I have been involved in area studies in Oxford continuously for almost forty years. I embarked on a doctorate in the social anthropology of Japan at St Antony’s College in 1982; I then held a Junior Research Fellowship between 1985-88 at the Nissan Institute of Japanese Studies; I spent a year at the Humanities Department at Imperial College, London and just over three years as a Reader at the Department of Sociology at the University of Essex, before returning to Oxford as the first University Lecturer in the Social Anthropology of Japan in 1993. I took up the Nissan Chair of Modern Japanese Studies in 2003. In 2004, I became the head of the newly-established Oxford School of Global and Area Studies (OSGA) which brought together many of the social scientists in Oxford working on Africa, China, Japan, Latin America, Russia and Eastern Europe. In 2008, I became Head of Oxford’s Social Sciences Division which, with 14 departments (including OSGA) and over 900 academic staff, is one of the largest groups of social scientists anywhere in the world. In 2017, I took up the Wardenship of St. Antony's College along with the Nissan Professorship. I was elected a Fellow of the Academy of Social Sciences in 2013 and was President and Chair of the Academy’s Council between 2015 to 2021.
My research has been mainly on Japanese education and social policy, but I have made forays into comparative work on South Korea and the UK. My most recent book, co-authored with Jeremy Breaden, is entitled Family-Run Universities in Japan: Sources of Inbuilt Resilience in the Face of Demographic Pressure, 1992-2030 (published by Oxford University Press, 2020 and published in Japanese as 日本の私立大学はなぜ生き残るのか, 中央公論, 2021). Other publications include the monographs Japan's International Youth: The Emergence of a New Class of Schoolchildren (1990; published in Japanese as 帰国子女：新しい特権層の出現) and Children of the Japanese State: The Changing Role of Child Protection Institutions in Contemporary Japan (2000; published in Japanese as日本の児童養護：児童養護学への招待).
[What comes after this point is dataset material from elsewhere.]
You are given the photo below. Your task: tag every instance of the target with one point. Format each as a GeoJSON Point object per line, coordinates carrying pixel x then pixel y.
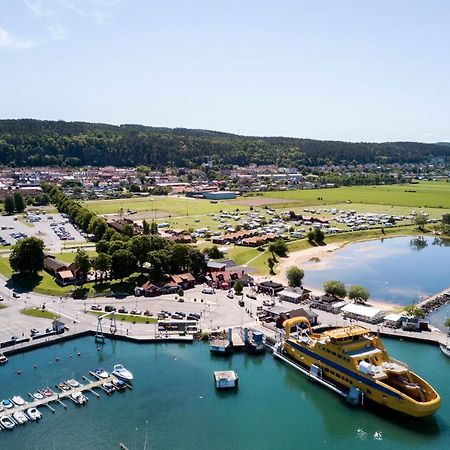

I have also edited and co-edited a number of books including: Ideology and Practice in Modern Japan (1992); Case Studies on Human Rights in Japan (1996); The East Asian Welfare Model (1998); Family and Social Policy in Japan (2002); Can the Japanese Change their Education System? (2002); Global Japan (2003; published in Japanese as 海外における日本人、日本の中の外国人), The 'Big Bang' in Japanese Higher Education (2005); Ageing in Asia (2007); A Sociology of Japanese Youth (2011; published in Japanese as 若者問題の社会学：視線と射程) and Higher Education and the State (2012).
Every year I teach a course on the anthropology of Japan. This course has two main aims; to provide an introduction to Japanese society from an anthropological perspective and to show how the study of Japan can contribute to mainstream anthropological theory. Through the course, it is possible to study a range of contemporary social institutions in depth, including the Japanese education, legal, medical, welfare, company, religious, class, household and kinship systems, as well as issues to do with the Japanese language, nationalism, internationalism, popular culture, traditional arts, gender, sexuality, minority groups, socialisation practices and rural-urban differences.
I have supervised around forty doctoral theses on Japan on topics ranging from Shinto shrines to volleyball coaches, teacher unions to karaoke, hikikomori to firefighters, crying therapies to agricultural revitalisation programmes.